Acta Crystallogr Sect F Struct Biol Cryst Commun. 2009 Jan 1;65(Pt 1):17-20. doi: 10.1107/S1744309108038207. Epub 2008 Dec 25.
The formation of the bacterial flagellar axial structure, including the filament, the hook and the rod, requires the attachment of a cap complex to the distal end of the growing structure. Because the rod penetrates the peptidoglycan (PG) layer, the rod cap complex is thought to have PG-hydrolyzing activity. FlgJ is a putative rod cap protein whose C-terminal region shows sequence similarity to known muramidases. In this study, FlgJ(120-316), a C-terminal fragment of FlgJ which contains the muramidase region, was overproduced, purified and crystallized. Crystals were obtained by the sitting-drop vapour-diffusion technique using PEG 3350 as a crystallizing agent and belonged to the orthorhombic space group P2(1)2(1)2(1), with unit-cell parameters a = 38.8, b = 43.9, c = 108.5 A. Anomalous difference Patterson maps calculated from the diffraction data set of a selenomethionine-labelled crystal showed significant peaks in the Harker sections, indicating that the data were suitable for structure determination.

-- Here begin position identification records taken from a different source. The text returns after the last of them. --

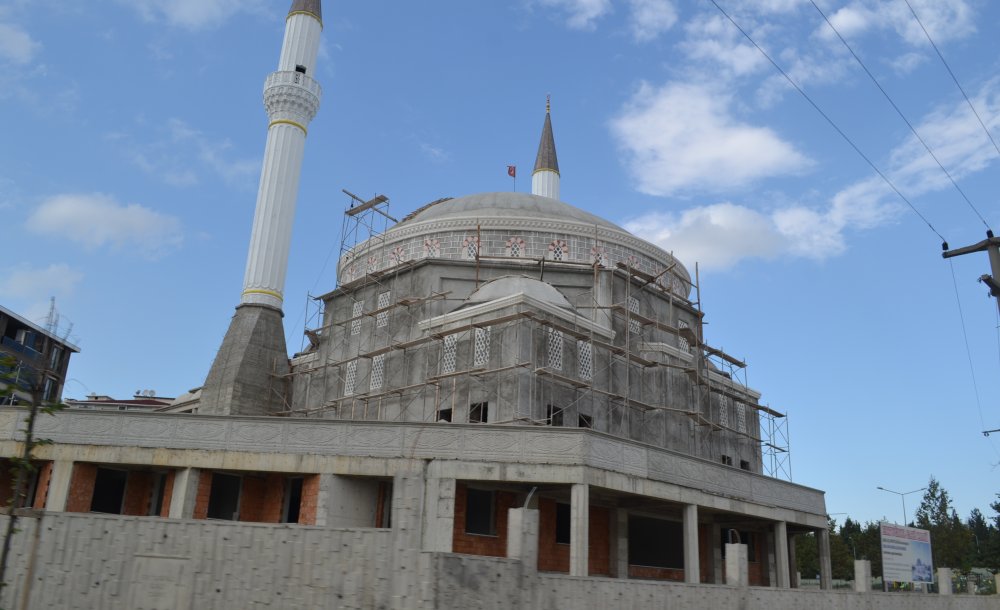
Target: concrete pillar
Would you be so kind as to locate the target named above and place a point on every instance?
(692, 563)
(579, 534)
(944, 581)
(793, 568)
(59, 480)
(737, 571)
(184, 493)
(522, 537)
(825, 566)
(619, 543)
(439, 515)
(862, 576)
(781, 555)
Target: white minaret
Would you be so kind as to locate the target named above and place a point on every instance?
(291, 98)
(545, 178)
(249, 374)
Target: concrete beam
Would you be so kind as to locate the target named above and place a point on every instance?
(579, 524)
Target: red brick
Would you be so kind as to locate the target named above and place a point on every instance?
(310, 499)
(204, 493)
(473, 544)
(168, 491)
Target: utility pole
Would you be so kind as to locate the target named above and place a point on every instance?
(991, 245)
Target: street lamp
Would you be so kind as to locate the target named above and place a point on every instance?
(902, 496)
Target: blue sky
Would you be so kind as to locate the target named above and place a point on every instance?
(134, 133)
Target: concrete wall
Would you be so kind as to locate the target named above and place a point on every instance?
(96, 561)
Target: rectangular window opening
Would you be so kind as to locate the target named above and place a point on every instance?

细菌鞭毛轴向结构(包括鞭毛丝、钩形鞘和杆状部)的形成需要一种帽复合体附着在生长结构的远端。由于杆状部穿透肽聚糖(PG)层,因此杆帽复合体被认为具有PG水解活性。FlgJ是一种假定的杆帽蛋白,其C端区域与已知的胞壁质酶具有序列相似性。在本研究中,FlgJ的C端片段FlgJ(120 - 316)(包含胞壁质酶区域)被过量表达、纯化并结晶。通过坐滴气相扩散技术,以聚乙二醇3350作为结晶剂获得了晶体,其属于正交晶系空间群P2(1)2(1)2(1),晶胞参数a = 38.8、b = 43.9、c = 108.5 Å。从硒代甲硫氨酸标记晶体的衍射数据集计算得到的反常差值帕特森图在哈克截面显示出明显的峰,表明该数据适合用于结构测定。